The company operates with a financial year that starts on November 1.
Visit: https://dbdocs.io/lelouvincx/WideWorldImporters
These schemas contain the data. Many tables are needed by all other schemas and are located in the Application schema.
| Schema | Description |
|---|---|
| Application | Application-wide users, contacts, and parameters. This schema also contains reference tables with data that is used by multiple schemas |
| Purchasing | Stock item purchases from suppliers and details about suppliers. |
| Sales | Stock item sales to retail customers, and details about customers and sales people. |
| Warehouse | Stock item inventory and transactions. |
These schemas are used for external applications that are not allowed to access the data tables directly. They contain views and stored procedures used by external applications.
| Schema | Description |
|---|---|
| Website | All access to the database from the company website is through this schema. |
| Reports | All access to the database from Reporting Services reports is through this schema. |
| PowerBI | All access to the database from the Power BI dashboards via the Enterprise Gateway is through this schema. |
The Reports and PowerBI schemas are not used in the initial release of the sample database. However, all Reporting Services and Power BI samples built on top of this database are encouraged to use these schemas.
Special-purpose schemas
| Schema | Description |
|---|---|
| Integration | Objects and procedures required for data warehouse integration (that is, migrating the data to the WideWorldImportersDW database). |
| Sequences | Holds sequences used by all tables in the application. |
The WideWorldImportersDW database is used for data warehousing and analytical processing. The transactional data about sales and purchases is generated in the WideWorldImporters database, and loaded into the WideWorldImportersDW database using a daily ELT/ELT process.
The data in WideWorldImportersDW thus mirrors the data in WideWorldImporters, but the tables are organized differently. While WideWorldImporters has a traditional normalized schema, WideWorldImportersDW uses the star schema approach for its table design.

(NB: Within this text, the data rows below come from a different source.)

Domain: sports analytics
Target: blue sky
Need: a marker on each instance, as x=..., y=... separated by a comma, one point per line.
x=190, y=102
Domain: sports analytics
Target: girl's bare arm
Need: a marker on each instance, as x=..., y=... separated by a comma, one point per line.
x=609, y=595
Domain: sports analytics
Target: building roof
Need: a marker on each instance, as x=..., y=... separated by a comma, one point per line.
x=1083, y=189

Besides the fact and dimension tables, the database includes a number of staging tables that are used in the ETL/ELT process.
| Schema | Description |
|---|---|
| Dimension | Dimension tables. |
| Fact | Fact tables. |
| Integration | Staging tables and other objects needed for ELT/ELT. |
WideWorldImportersDW has the following dimension tables. The description includes the relationship with the source tables in the WideWorldImporters database.
| Table | Name | Source tables |
|---|---|---|
| City | dim_city | Application.Cities, Application.StateProvinces, Application.Countries |
| Customer | dim_customer | Sales.Customers, Sales.BuyingGroups, Sales.CustomerCategories |
| Date | dim_date | New table with information about dates, including financial year (based on November 1st start for financial year). |
| Employee | dim_employee | Application.People |
| Stock Item | dim_stock_item | Warehouse.StockItems, Warehouse.Colors, Warehouse.PackageType |
| Supplier | dim_supplier | Purchasing.Suppliers, Purchasing.SupplierCategories |
| Payment Method | dim_payment_method | Application.PaymentMethods |
| Transaction Type | dim_transaction_type | Application.TransactionTypes |
WideWorldImportersDW has the following fact tables. The description includes the relationship with the source tables in the WideWorldImporters database, as well as the classes of analytics/reporting queries each fact table is typically used with.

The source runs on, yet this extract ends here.